Ktoś zapukał. W drzwiach stała fioletowowłosa sąsiadka, trzymająca za rękę córkę młodej dziewczyny, która – według Wiesławy – zbyt wcześnie została matką.

– Przyszłam sprawdzić, jak się pani czuje. Przepraszam, iż z Małgosią, ale Kasia jest w pracy… I od dawna chciałam panią poznać, ale nie miałam okazji. A tak się złożyło! My tu wszyscy się znamy, tylko pani trzyma się osobno.

– Proszę wejść, zrobię herbaty – niespodziewanie powiedziała Wiesława. – Dziękuję za pomoc…

– Ależ co pani. To nic takiego. Zawsze wyczuwam, gdy komuś źle. Całą młodość opiekowałam się chorą mamą. Gdy miałam czternaście lat, mama już leżała. Odeszła, gdy miałam ponad trzydzieści. Nie było szkoły, miłości, tylko jej łóżko… Ledwo zdążyłam urodzić. Ale nie chcę wspominać. Teraz, na starość, odreagowuję – pokazała z lekkim zawstydzeniem na swoje włosy. – Dzięki córce, pomogła mi je ufarbować. I kupuje mi fajne bluzki. Choć na chwilę, ale czuję się młodo. Ale Kasi pozostało ciężej.

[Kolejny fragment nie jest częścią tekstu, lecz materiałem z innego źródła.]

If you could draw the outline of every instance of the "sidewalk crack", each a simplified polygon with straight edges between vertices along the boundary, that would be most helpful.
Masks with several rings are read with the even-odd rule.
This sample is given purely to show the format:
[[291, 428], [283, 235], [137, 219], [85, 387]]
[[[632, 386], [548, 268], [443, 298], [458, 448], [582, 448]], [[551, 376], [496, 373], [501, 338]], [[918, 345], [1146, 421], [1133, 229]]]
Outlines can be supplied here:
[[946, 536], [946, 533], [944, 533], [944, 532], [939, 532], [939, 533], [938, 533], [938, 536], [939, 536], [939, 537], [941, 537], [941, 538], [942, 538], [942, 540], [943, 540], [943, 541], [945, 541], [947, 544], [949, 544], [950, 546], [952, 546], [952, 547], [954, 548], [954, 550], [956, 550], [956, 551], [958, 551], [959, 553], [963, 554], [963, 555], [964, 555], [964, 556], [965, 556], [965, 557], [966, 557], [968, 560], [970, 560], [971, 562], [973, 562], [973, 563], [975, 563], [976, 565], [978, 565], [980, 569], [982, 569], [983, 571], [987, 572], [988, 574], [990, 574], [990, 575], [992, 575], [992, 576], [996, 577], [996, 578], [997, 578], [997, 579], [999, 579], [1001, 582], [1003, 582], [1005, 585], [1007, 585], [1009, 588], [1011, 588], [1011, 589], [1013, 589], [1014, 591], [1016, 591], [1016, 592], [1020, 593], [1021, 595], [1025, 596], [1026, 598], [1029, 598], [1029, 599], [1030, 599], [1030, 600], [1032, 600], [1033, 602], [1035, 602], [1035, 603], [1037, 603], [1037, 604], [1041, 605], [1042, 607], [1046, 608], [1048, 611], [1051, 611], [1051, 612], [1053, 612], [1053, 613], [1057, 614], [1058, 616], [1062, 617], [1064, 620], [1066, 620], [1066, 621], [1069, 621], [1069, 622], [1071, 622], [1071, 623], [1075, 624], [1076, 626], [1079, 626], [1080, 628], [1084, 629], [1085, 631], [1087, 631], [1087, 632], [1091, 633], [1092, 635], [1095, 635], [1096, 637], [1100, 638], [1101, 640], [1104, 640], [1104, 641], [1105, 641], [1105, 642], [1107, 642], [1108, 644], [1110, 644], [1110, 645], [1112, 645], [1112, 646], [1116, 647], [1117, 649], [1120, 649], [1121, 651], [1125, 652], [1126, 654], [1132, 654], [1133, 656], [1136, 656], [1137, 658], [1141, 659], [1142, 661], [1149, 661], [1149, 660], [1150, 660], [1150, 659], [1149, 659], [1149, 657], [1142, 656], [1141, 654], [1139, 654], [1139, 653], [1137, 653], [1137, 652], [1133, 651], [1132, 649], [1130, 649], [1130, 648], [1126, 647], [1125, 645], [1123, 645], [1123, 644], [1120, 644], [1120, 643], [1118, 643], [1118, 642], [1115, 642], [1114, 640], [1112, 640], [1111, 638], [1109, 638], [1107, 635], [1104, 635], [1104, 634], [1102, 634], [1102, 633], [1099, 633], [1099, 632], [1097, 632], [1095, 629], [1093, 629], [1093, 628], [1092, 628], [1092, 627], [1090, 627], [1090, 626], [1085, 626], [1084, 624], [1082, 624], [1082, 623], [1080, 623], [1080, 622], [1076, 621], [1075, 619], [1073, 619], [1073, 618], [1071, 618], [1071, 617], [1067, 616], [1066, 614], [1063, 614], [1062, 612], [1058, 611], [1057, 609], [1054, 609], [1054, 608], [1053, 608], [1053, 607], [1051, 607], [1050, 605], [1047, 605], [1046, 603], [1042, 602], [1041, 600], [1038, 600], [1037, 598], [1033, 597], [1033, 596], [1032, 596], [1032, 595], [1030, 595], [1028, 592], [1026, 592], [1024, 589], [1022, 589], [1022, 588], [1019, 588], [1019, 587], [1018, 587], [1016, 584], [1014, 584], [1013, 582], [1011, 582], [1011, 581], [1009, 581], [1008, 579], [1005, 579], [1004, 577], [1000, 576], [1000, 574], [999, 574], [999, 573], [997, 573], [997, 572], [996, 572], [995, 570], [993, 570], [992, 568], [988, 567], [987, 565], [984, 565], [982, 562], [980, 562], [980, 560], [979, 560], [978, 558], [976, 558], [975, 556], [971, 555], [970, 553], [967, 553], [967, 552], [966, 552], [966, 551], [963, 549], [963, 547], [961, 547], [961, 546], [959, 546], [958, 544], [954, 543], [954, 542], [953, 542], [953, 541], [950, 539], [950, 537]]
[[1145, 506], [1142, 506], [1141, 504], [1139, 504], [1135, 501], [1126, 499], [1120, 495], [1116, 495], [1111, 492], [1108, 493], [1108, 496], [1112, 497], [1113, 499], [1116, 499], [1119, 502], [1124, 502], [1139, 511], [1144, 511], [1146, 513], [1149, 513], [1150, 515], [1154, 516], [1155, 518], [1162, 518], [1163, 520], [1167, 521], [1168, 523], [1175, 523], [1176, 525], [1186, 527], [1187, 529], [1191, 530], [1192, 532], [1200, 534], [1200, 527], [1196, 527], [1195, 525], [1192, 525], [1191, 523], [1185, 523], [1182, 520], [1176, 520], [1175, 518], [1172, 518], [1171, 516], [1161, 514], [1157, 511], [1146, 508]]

– Kto to Kasia? – spytała Wiesława.

– No Kasia, ta z naprzeciwka. Małgosia to jej siostra. Rodzice zginęli w wypadku. Ona ją adoptowała, wychowuje. Uczelnię rzuciła, pracuje od rana do nocy, biedactwo. Marian czasem jej pomaga finansowo. Ten sam Marian, co panią dzisiaj uratował…

Gdy sąsiadka wyszła, Wiesława długo siedziała w kuchni, wpatrzona w pustą przestrzeń. Niech Kasia będzie spokojna – może jej pomóc z Małgosią. I włosy… od dawna marzyła o rudym kolorze, ale myślała, iż to nieodpowiednie w jej wieku. Jutro spyta sąsiadki o radę! I koniecznie musi zaprosić Mariana na pierogi – trzeba mu podziękować.